When connectivity problems extend beyond your local network, these tools help trace where the issue lies along the WAN path:

  • IP Lookup — verify your public IP address and confirm your ISP connection is active.
  • DNS Lookup — check that DNS resolution works correctly across the WAN.
  • ASN Lookup — identify the autonomous system handling your traffic and verify routing.
  • WHOIS / RDAP — look up registration and allocation data for any IP range on the WAN.
  • IP Blacklist Check — confirm your public IP has not been flagged on reputation databases.
  • Reverse DNS — verify PTR records for WAN-facing IP addresses.

Frequently Asked Questions

What is a WAN example?

The most obvious example is the internet — a global WAN connecting millions of smaller networks. A corporate WAN that links a company's offices in New York, London, and Singapore over MPLS or VPN tunnels is another common example.

What is a WAN port?

The WAN port on a router is the physical socket (usually an RJ-45 Ethernet jack) that connects the router to the upstream network — typically a modem or an ISP handoff device. Traffic from your LAN that is destined for the internet exits through the WAN port. On most home routers, it is labeled "WAN" or "Internet" and is a different color from the LAN ports.
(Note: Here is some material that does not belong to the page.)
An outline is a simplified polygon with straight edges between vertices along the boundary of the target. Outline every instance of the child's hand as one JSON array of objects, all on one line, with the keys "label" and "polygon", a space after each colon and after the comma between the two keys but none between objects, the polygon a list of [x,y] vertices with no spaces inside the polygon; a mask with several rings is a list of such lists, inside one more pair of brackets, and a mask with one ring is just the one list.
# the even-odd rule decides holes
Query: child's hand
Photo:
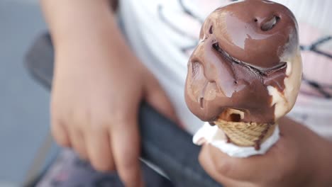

What is the difference between WAN and internet?

The internet is a specific WAN — the public, globally interconnected one. But not all WANs are the internet. A company can operate a private WAN over leased lines or MPLS that never touches the public internet. The term "WAN" describes the architecture (a network spanning large distances); "internet" is one particular instance of that architecture.

Can a home user have a WAN?

In practical terms, your home router's WAN port connects to the internet — a public WAN. You are a participant in a WAN every time you go online. However, setting up a private WAN (connecting two homes or a home and an office with a VPN tunnel) is straightforward and increasingly common for remote workers who need secure access to corporate resources.